In Kubernetes, storage behavior is configured through StorageClass parameters. CSI drivers that expose cache policy settings allow platform teams to define write behavior per workload type — for example, write-back for high-throughput analytics pipelines and write-through for transactional databases requiring strict write amplification control.

Not all CSI drivers expose this level of control. Platforms that do allow StorageClass-level cache policy give operators meaningful leverage over the performance versus safety balance across different application tiers.

How Simplyblock Implements Write Caching

Simplyblock uses NVMe-backed write caching in the data path. Because the cache media is NVMe rather than DRAM, the durability concern that makes traditional write-back risky in production environments does not apply. Writes land on NVMe and are acknowledged immediately, then flushed to the storage backend asynchronously.

This design enables write-back throughput — high IOPS and low write latency — without requiring battery backup hardware or accepting data loss exposure. Teams running databases, caches, or message queues on simplyblock get consistent write performance without the operational overhead of managing battery-backed cache hardware.

These pages cover concepts closely related to cache write policy decisions in storage systems.

Questions and Answers

What is the difference between write-back and write-through cache?

Write-through cache acknowledges writes only after data has been written to both the cache and persistent storage, providing high durability but limiting write throughput. Write-back cache acknowledges writes as soon as data lands in the cache layer, enabling lower write latency and higher throughput, but data acknowledged and not yet flushed to persistent storage can be lost on an unclean shutdown or power failure unless the cache media is non-volatile.

Is write-back cache safe for production databases?

Write-back cache is safe for production databases only when the cache media is durable — either battery-backed DRAM (BBWC or NVRAM with supercapacitors) or NVMe-backed cache that retains data through power cycles. Without durable cache media, acknowledged writes that have not yet flushed to persistent storage will be lost on power failure, which violates the durability guarantees databases rely on via fsync semantics. When the cache is NVMe-backed, write-back is safe and appropriate for high-throughput database workloads.

How does NVMe change write-back cache safety?
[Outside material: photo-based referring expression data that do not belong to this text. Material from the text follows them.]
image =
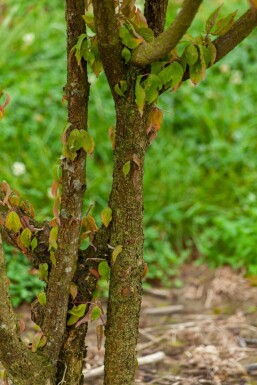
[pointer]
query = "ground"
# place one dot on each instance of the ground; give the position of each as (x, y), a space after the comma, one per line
(207, 330)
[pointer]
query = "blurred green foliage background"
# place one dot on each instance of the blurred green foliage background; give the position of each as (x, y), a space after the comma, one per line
(201, 171)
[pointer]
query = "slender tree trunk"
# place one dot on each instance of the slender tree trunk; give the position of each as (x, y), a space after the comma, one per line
(126, 201)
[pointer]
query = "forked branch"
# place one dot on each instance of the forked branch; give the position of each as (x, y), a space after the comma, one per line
(147, 53)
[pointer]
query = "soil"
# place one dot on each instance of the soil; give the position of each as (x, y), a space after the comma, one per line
(207, 331)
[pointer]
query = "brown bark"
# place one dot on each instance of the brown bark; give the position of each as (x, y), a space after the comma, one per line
(73, 188)
(146, 54)
(126, 201)
(155, 13)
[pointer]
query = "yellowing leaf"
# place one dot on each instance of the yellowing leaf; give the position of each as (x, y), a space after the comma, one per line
(121, 87)
(126, 54)
(26, 237)
(12, 221)
(154, 120)
(73, 290)
(116, 252)
(88, 142)
(95, 314)
(99, 335)
(104, 270)
(42, 298)
(106, 216)
(140, 95)
(126, 168)
(33, 243)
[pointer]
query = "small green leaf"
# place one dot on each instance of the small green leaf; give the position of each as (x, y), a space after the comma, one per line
(95, 314)
(33, 243)
(147, 34)
(106, 216)
(12, 221)
(104, 270)
(127, 39)
(42, 298)
(72, 320)
(224, 24)
(52, 257)
(121, 87)
(213, 52)
(90, 21)
(126, 168)
(88, 142)
(126, 54)
(191, 54)
(53, 237)
(153, 85)
(73, 290)
(79, 310)
(212, 20)
(43, 272)
(140, 95)
(116, 252)
(26, 237)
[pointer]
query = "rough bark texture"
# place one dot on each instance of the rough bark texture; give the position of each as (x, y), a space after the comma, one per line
(23, 366)
(155, 13)
(126, 201)
(146, 54)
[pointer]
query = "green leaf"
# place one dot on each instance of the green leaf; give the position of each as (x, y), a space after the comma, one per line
(196, 72)
(52, 257)
(72, 320)
(106, 216)
(126, 168)
(95, 314)
(43, 272)
(140, 95)
(126, 54)
(127, 39)
(33, 243)
(53, 237)
(26, 237)
(73, 290)
(116, 252)
(173, 72)
(191, 54)
(79, 310)
(104, 270)
(213, 52)
(88, 142)
(42, 298)
(153, 85)
(121, 87)
(90, 21)
(212, 20)
(12, 221)
(147, 34)
(224, 24)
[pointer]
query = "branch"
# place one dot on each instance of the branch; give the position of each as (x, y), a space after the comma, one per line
(155, 13)
(73, 188)
(21, 364)
(239, 31)
(109, 43)
(146, 54)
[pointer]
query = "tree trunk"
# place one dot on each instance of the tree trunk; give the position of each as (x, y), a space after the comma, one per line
(126, 201)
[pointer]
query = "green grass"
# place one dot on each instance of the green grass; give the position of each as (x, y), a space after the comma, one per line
(200, 177)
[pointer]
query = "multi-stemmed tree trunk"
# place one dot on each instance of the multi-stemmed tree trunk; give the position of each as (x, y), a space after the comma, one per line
(126, 44)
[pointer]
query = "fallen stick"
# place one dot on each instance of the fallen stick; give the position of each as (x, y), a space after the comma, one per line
(164, 310)
(145, 360)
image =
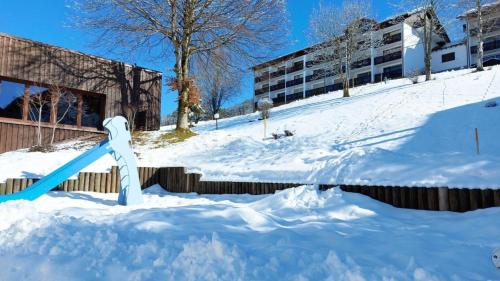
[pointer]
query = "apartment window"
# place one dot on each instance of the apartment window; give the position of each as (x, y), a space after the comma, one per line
(39, 104)
(392, 51)
(11, 99)
(448, 57)
(318, 85)
(67, 109)
(91, 110)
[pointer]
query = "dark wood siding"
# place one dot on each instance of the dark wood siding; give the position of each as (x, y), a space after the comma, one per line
(15, 135)
(122, 84)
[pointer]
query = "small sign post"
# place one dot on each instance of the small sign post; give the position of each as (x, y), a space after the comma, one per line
(216, 117)
(476, 135)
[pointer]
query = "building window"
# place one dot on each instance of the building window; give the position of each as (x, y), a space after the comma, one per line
(39, 104)
(67, 109)
(91, 110)
(11, 99)
(448, 57)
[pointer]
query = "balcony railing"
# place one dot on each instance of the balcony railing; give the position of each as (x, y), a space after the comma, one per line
(315, 92)
(295, 67)
(294, 82)
(261, 91)
(296, 96)
(278, 73)
(492, 45)
(361, 63)
(278, 86)
(388, 57)
(392, 38)
(280, 99)
(261, 78)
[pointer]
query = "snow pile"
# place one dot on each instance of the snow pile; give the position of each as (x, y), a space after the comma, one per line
(296, 234)
(397, 133)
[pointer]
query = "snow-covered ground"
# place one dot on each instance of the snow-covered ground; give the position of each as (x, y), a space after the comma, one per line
(394, 134)
(296, 234)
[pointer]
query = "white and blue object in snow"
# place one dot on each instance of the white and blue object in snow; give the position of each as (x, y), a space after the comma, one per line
(117, 144)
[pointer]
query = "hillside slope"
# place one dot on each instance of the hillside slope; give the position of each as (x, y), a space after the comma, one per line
(393, 134)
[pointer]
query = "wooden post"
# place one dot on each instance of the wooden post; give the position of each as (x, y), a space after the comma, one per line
(10, 184)
(443, 199)
(477, 140)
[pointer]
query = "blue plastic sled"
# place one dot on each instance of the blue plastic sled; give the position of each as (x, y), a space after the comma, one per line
(117, 144)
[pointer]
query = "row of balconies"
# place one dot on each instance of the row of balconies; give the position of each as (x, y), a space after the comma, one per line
(362, 80)
(389, 57)
(389, 39)
(319, 74)
(296, 67)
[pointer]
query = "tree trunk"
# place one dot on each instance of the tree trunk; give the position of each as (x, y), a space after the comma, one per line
(427, 46)
(182, 73)
(480, 51)
(346, 88)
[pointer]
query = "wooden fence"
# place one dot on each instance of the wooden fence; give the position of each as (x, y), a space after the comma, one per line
(175, 179)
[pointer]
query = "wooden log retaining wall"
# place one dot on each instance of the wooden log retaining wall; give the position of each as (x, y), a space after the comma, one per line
(175, 179)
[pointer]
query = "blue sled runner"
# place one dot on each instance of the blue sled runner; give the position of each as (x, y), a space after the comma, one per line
(117, 144)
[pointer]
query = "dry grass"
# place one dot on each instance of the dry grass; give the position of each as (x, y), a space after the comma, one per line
(174, 136)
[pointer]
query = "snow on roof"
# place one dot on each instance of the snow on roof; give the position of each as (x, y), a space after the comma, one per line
(485, 7)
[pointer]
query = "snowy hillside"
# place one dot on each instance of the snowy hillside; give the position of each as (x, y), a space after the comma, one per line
(393, 134)
(296, 234)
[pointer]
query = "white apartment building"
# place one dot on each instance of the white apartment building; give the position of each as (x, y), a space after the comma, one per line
(491, 34)
(298, 75)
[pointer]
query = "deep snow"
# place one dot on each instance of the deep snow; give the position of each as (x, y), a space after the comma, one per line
(393, 134)
(295, 234)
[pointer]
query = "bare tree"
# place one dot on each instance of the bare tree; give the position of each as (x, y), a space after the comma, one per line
(189, 28)
(218, 83)
(482, 26)
(433, 17)
(343, 33)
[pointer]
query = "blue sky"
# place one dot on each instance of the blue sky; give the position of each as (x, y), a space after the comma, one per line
(49, 22)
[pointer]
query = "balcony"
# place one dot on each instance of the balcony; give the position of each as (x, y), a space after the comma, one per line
(280, 99)
(391, 39)
(295, 82)
(362, 80)
(260, 79)
(295, 67)
(320, 75)
(278, 86)
(296, 96)
(489, 46)
(261, 91)
(312, 63)
(361, 63)
(278, 73)
(315, 92)
(388, 57)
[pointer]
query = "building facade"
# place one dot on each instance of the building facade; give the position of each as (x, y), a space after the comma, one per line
(34, 76)
(491, 34)
(398, 53)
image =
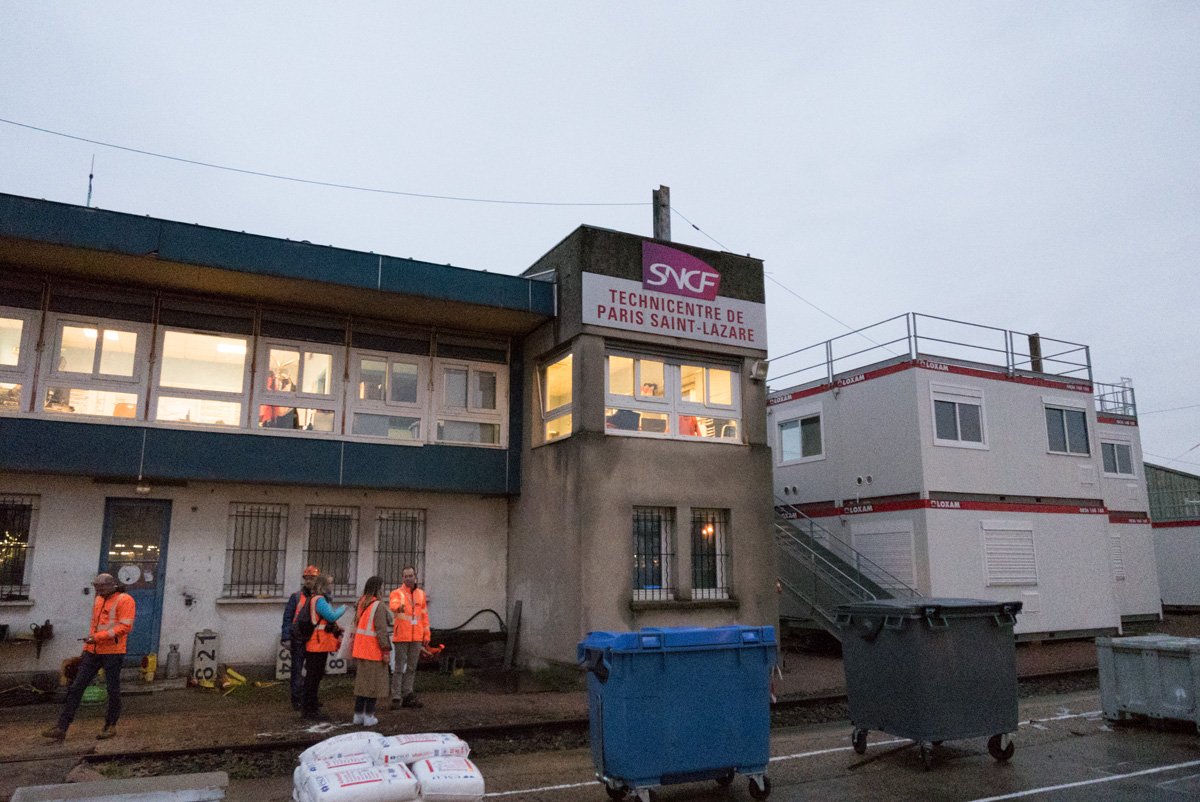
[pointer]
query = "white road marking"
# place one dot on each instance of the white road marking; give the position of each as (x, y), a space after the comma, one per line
(1047, 789)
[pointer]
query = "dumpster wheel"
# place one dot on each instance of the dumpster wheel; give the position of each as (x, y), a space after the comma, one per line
(760, 786)
(1001, 747)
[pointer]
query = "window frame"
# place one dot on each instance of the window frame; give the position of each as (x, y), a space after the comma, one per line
(672, 404)
(133, 384)
(21, 593)
(277, 588)
(1063, 406)
(27, 358)
(798, 416)
(246, 399)
(469, 414)
(959, 396)
(297, 400)
(563, 410)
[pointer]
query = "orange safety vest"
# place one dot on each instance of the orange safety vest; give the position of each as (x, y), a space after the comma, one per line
(322, 639)
(366, 644)
(112, 620)
(412, 615)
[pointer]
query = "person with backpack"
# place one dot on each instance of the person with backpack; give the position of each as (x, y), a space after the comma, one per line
(372, 650)
(325, 638)
(291, 639)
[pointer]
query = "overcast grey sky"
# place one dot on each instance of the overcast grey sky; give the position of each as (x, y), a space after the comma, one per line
(1024, 165)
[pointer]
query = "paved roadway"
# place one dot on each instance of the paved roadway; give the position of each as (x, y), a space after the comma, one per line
(1065, 750)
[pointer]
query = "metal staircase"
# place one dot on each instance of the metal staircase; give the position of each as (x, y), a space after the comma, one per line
(822, 572)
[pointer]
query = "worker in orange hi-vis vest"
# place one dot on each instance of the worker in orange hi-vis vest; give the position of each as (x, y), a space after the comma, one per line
(411, 633)
(112, 618)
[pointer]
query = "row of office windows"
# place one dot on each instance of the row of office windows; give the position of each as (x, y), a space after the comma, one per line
(678, 399)
(959, 422)
(654, 554)
(105, 369)
(256, 546)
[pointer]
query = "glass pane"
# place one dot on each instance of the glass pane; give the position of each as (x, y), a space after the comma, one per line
(810, 436)
(1125, 459)
(318, 373)
(1077, 431)
(10, 395)
(945, 420)
(558, 382)
(77, 353)
(653, 383)
(372, 378)
(559, 426)
(198, 411)
(461, 431)
(970, 423)
(203, 361)
(1055, 430)
(456, 388)
(390, 426)
(403, 383)
(702, 426)
(1108, 452)
(117, 353)
(10, 340)
(484, 397)
(790, 440)
(621, 376)
(691, 384)
(282, 370)
(91, 402)
(319, 420)
(720, 387)
(637, 422)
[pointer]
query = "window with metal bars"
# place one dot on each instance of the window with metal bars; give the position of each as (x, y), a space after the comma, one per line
(400, 542)
(653, 538)
(709, 554)
(334, 545)
(255, 557)
(17, 519)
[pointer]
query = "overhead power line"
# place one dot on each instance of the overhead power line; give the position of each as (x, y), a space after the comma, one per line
(313, 181)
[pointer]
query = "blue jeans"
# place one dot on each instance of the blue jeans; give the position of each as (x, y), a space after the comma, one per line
(88, 670)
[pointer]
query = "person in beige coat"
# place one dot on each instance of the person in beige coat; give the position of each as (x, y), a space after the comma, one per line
(372, 650)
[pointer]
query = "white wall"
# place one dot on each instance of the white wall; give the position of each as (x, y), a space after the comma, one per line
(1177, 551)
(466, 543)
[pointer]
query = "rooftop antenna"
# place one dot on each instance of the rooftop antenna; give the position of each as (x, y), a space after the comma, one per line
(661, 197)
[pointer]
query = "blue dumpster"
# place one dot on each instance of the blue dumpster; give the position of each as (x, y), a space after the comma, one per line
(679, 705)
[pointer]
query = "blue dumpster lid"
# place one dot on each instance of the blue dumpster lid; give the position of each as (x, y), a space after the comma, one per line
(666, 639)
(930, 606)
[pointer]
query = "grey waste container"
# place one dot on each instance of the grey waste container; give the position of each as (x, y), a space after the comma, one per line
(931, 670)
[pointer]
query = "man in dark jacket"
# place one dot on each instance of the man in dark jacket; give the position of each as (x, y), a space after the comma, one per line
(293, 641)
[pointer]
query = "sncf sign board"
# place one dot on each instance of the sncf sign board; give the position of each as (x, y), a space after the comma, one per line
(678, 297)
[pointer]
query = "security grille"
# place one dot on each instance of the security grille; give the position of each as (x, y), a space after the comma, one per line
(334, 545)
(653, 537)
(709, 554)
(255, 558)
(400, 542)
(17, 514)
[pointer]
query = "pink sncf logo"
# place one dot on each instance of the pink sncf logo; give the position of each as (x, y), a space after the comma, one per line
(667, 270)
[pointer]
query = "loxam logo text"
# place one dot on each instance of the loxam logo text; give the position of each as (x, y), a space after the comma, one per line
(667, 270)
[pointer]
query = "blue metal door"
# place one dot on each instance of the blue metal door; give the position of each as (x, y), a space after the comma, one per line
(135, 551)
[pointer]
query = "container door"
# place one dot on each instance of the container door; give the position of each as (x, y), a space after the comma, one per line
(135, 551)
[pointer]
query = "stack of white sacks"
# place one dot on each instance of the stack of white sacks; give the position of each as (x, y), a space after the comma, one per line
(371, 767)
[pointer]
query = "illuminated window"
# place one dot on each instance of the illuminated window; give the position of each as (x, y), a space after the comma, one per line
(96, 369)
(671, 399)
(557, 402)
(202, 378)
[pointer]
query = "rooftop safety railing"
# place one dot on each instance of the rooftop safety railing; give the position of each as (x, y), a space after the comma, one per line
(913, 335)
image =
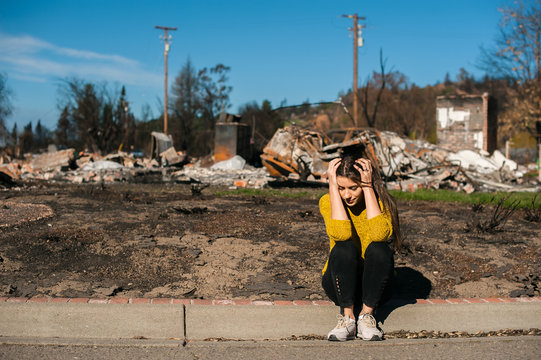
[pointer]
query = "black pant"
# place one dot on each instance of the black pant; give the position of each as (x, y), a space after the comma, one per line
(350, 280)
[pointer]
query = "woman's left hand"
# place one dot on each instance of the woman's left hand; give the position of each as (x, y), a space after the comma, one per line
(365, 169)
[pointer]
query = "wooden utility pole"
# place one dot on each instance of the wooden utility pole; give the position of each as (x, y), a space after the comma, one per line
(356, 43)
(166, 39)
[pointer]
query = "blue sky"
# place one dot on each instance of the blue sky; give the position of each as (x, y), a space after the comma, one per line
(293, 50)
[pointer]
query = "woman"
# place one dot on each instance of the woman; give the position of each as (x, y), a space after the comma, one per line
(360, 217)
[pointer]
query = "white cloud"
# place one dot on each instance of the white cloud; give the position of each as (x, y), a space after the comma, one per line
(26, 57)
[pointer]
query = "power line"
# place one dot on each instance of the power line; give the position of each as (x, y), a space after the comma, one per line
(357, 42)
(166, 38)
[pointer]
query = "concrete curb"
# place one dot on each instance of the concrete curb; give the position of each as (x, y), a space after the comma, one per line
(196, 319)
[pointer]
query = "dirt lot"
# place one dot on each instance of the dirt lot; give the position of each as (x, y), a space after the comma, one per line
(149, 240)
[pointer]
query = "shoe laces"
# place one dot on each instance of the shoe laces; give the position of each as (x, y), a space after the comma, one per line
(342, 321)
(368, 320)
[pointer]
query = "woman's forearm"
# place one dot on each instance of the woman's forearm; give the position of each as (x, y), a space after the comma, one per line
(338, 211)
(371, 201)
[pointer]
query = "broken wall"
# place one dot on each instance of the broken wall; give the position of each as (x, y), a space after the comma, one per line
(467, 122)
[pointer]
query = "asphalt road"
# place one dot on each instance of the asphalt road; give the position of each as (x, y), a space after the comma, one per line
(523, 347)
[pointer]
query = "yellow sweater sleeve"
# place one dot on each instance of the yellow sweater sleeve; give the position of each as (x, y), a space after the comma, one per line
(338, 230)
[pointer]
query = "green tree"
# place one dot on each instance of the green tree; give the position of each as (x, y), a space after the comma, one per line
(26, 140)
(6, 107)
(65, 133)
(90, 111)
(516, 55)
(198, 98)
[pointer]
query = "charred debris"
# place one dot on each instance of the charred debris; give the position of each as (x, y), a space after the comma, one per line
(294, 156)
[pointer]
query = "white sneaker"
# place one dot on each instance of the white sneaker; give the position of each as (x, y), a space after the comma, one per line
(344, 330)
(367, 328)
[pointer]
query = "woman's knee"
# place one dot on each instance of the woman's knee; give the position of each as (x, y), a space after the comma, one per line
(345, 251)
(379, 252)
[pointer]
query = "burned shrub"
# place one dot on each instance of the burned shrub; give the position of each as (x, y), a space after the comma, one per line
(533, 214)
(496, 221)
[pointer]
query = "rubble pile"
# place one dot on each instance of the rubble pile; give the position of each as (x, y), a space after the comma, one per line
(61, 166)
(405, 164)
(295, 154)
(232, 173)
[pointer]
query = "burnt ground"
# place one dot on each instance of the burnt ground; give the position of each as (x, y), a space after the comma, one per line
(149, 240)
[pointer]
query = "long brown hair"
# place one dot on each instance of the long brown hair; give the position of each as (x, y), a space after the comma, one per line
(346, 169)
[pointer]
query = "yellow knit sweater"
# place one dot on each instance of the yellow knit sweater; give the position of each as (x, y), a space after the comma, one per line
(360, 230)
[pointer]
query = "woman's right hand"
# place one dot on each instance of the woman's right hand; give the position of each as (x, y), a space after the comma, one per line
(331, 172)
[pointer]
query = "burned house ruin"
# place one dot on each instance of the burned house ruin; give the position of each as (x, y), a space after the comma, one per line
(467, 122)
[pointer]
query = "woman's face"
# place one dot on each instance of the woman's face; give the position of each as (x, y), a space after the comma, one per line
(350, 191)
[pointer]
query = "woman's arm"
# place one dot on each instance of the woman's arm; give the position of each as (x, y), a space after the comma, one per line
(365, 169)
(338, 211)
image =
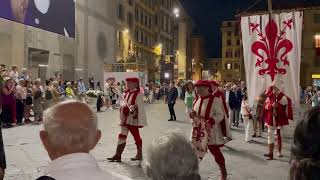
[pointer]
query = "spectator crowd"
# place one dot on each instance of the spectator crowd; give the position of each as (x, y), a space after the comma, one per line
(71, 131)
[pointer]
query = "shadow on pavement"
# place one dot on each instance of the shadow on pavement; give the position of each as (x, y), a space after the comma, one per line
(244, 154)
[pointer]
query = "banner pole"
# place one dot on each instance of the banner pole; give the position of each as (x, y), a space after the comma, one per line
(270, 7)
NVMe is non-volatile storage. A write that has reached an NVMe cache device is persistent even through a power loss — unlike DRAM, which immediately loses state on power failure. This means storage systems using NVMe as their write cache tier can use write-back semantics (acknowledging to cache, flushing asynchronously) without the data loss risk associated with DRAM-based write-back. The result is write-back performance with write-through safety, without requiring battery backup hardware.

Which cache policy is better for Kubernetes storage?

The answer depends on workload type. Write-through is better for workloads where data integrity is the top priority and write throughput is secondary. Write-back with NVMe-backed cache is better for write-heavy workloads that need low latency and high IOPS — such as databases, message queues, and analytics engines. Kubernetes platform teams can encode this choice in StorageClass parameters when the CSI driver exposes cache policy configuration, allowing different policies per workload tier without requiring separate storage clusters.